In the above commands, n is the sample size, p is the variable dimension, q is the number of factors, \(\rho\) controls the signal strength. We can refer to the help file using
?gendata
for more details.
Then we fit the GFM model by following commands:
group <- rep(1,ncol(dat$X))
type <- 'gaussian'
# specify q=2
gfm1 <- gfm(dat$X, group, type, q=2, output = F)
## Starting the alternate minimization algorithm...
## Finish the iterative algorithm...
str(gfm1)
## List of 6
## $ hH : num [1:100, 1:2] 0.198 -0.324 0.47 0.653 0.317 ...
## $ hB : num [1:100, 1:2] 0.1963 -0.169 0.1607 -0.4243 -0.0848 ...
## $ hmu : num [1:100] 0.259 0.684 0.638 -0.191 -0.877 ...
## $ obj : num 0.966
## $ q : num 2
## $ history:List of 7
## ..$ dB : num [1:3] 1 0.01765 0.00541
## ..$ dH : num [1:3] 0.0558 0.01407 0.00493
## ..$ dc : num [1:3] 1.00 1.13e-04 6.29e-05
## ..$ c : num [1:3] 0.966 0.966 0.966
## ..$ realIter : num 3
## ..$ maxIter : num 50
## ..$ elapsedTime: 'proc_time' Named num [1:5] 0.09 0.02 1.75 NA NA
## .. ..- attr(*, "names")= chr [1:5] "user.self" "sys.self" "elapsed" "user.child" ...
## - attr(*, "class")= chr "gfm"
# select q automatically
gfm2 <- gfm(dat$X, group, type, q=NULL, q_set = 1:6, output = F)
## The factor number q is estimated as 2 .
## Starting the alternate minimization algorithm...
## Finish the iterative algorithm...
str(gfm2)
## List of 6
## $ hH : num [1:100, 1:2] 0.198 -0.324 0.47 0.653 0.317 ...

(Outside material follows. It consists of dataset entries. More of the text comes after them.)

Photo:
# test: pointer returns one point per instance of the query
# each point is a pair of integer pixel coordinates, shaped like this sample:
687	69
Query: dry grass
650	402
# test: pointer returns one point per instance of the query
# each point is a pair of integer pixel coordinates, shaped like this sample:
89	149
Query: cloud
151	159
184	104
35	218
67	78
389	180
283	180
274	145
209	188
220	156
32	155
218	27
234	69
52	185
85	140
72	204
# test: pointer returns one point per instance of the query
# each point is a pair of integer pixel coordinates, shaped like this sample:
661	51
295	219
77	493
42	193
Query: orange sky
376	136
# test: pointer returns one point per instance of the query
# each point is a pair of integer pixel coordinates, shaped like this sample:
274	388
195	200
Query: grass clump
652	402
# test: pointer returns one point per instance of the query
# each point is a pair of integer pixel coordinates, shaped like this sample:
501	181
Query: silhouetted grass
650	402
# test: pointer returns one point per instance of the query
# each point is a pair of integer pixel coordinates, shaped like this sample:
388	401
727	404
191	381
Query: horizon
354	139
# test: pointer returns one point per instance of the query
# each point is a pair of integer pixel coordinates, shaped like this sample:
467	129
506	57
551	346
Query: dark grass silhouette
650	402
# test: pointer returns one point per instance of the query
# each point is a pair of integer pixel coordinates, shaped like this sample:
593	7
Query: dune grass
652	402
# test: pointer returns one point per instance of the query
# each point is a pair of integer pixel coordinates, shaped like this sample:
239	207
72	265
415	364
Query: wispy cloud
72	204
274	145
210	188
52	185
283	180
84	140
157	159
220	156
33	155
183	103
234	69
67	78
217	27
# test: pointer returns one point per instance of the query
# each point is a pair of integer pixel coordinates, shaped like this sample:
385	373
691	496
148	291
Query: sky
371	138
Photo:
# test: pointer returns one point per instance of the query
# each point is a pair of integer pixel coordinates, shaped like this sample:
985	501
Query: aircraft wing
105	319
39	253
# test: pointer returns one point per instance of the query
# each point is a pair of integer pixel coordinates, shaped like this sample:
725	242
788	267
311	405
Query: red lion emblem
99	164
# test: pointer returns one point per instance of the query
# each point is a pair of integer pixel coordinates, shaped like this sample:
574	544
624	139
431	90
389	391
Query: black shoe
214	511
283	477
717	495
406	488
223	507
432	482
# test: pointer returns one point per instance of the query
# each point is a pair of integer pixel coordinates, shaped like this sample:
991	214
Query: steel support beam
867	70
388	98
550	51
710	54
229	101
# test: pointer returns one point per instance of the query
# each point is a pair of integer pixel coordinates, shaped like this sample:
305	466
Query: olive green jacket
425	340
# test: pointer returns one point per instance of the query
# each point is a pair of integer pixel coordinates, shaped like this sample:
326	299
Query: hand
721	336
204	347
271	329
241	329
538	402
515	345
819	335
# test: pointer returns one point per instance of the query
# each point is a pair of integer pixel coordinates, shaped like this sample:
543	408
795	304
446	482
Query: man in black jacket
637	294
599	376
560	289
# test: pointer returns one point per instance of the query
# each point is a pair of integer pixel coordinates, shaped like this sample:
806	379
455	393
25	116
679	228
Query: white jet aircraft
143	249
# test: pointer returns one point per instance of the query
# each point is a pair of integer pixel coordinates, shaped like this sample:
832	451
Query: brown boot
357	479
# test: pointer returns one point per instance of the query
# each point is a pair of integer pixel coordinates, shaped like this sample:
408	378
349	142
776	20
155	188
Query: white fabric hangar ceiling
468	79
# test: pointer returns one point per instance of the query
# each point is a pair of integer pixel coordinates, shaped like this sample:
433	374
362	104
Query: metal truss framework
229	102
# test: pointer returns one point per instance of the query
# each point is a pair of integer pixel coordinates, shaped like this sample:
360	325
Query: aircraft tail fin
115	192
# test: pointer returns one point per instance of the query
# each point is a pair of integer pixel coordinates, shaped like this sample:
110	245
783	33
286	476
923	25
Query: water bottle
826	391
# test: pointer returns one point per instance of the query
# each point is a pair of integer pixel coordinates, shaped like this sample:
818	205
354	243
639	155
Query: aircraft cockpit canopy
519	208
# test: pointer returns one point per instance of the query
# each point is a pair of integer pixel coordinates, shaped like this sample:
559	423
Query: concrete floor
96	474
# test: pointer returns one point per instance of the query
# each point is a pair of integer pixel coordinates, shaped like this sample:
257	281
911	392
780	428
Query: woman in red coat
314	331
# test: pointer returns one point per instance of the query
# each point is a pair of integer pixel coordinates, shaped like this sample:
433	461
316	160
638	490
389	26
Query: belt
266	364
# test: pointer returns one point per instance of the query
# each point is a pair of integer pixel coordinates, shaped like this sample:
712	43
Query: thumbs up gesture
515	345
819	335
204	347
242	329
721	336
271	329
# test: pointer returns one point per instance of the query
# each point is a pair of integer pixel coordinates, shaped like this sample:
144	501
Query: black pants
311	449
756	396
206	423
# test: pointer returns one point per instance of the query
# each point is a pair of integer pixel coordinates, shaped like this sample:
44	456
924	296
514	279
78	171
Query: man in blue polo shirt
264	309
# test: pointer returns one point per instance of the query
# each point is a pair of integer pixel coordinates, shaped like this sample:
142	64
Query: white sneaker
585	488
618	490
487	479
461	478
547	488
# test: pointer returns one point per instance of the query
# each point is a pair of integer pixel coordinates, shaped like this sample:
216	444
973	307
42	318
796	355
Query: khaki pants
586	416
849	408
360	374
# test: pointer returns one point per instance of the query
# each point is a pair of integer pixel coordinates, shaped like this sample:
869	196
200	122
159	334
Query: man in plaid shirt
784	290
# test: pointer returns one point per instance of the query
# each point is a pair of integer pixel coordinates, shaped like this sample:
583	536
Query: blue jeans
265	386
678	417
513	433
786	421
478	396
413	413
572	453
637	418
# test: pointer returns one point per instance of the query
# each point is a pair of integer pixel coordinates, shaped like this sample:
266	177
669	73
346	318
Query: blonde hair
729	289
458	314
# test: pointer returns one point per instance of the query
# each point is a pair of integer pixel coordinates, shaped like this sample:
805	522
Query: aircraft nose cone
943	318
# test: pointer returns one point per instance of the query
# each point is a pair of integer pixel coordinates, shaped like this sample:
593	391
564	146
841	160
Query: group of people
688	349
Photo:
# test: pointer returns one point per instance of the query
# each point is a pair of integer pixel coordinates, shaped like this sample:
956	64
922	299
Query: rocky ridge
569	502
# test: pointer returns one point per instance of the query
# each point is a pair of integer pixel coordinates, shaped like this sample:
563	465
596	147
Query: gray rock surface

## $ hB : num [1:100, 1:2] 0.1963 -0.169 0.1607 -0.4243 -0.0848 ...
## $ hmu : num [1:100] 0.259 0.684 0.638 -0.191 -0.877 ...
## $ obj : num 0.966
## $ q : int 2
## $ history:List of 7
## ..$ dB : num [1:3] 1 0.01765 0.00541
## ..$ dH : num [1:3] 0.0558 0.01407 0.00493
## ..$ dc : num [1:3] 1.00 1.13e-04 6.29e-05
## ..$ c : num [1:3] 0.966 0.966 0.966
## ..$ realIter : num 3
## ..$ maxIter : num 50
## ..$ elapsedTime: 'proc_time' Named num [1:5] 0.12 0.1 2.14 NA NA
## .. ..- attr(*, "names")= chr [1:5] "user.self" "sys.self" "elapsed" "user.child" ...
## - attr(*, "class")= chr "gfm"
# measure the performance of GFM estimators
measurefun(gfm2$hH, dat$H0, type='ccor')
## [1] 0.8977694
measurefun(gfm2$hB, dat$B0, type='ccor')
## [1] 0.9185544
In the above commands, we require to specify the types of each variables by parameters group and type. At the same time, we can speficy the number of factors to be extracted or let it be automatically selected by PC(IC) criteria. ### Heterogeous continuous variables In this exmaple, we generate data with heterogeous normal variables from the following model \[x_{ij}= \mu_j + h_i b_j^T + u_{ij},\] ,where \(u_{ij} \sim N(0, \sigma_j^2)\), which can be generated by function gendata:
n <- 100
p <- 100
q <- 2; rho <- 4
type <- 'heternorm'
dat <- gendata(seed=1, n=n, p=p, type= type, q=q, rho=rho)
str(dat)
## List of 4
## $ X : num [1:100, 1:100] 0.699 -2.001 1.645 0.152 3.115 ...
## ..- attr(*, "dimnames")=List of 2
## .. ..$ : NULL
## .. ..$ : NULL
## $ B0 : num [1:100, 1:2] 0.2655 -0.0778 0.3542 -0.6761 -0.1397 ...
## $ H0 : num [1:100, 1:2] -0.148658 -0.000162 -0.098823 1.02493 0.628709 ...
## $ mu0: num [1:100] 0.164 0.676 0.635 -0.132 -0.914 ...
group <- rep(1,ncol(dat$X))
type <- 'gaussian'
gfm3 <- gfm(dat$X, group, type, q=NULL, q_set = 1:4, output = F)
## The factor number q is estimated as 2 .
## Starting the alternate minimization algorithm...
## Finish the iterative algorithm...
plot(gfm3$history$dc, type='o')
We compare the performance with the linear factor model by using functions measurefun and Factorm, where the measure of cononical correlation is used. The larger its value, the better.
measurefun(gfm3$hH, dat$H0, type='ccor')
## [1] 0.9560164
measurefun(gfm3$hB, dat$B0, type='ccor')
## [1] 0.9274218
Fac <- Factorm(dat$X)
measurefun(Fac$hH, dat$H0, type='ccor')
## [1] 0.8904272
measurefun(Fac$hB, dat$B0, type='ccor')
## [1] 0.8970445
The above results show that GFM can produce better estimators by using the information of heterogeous variances.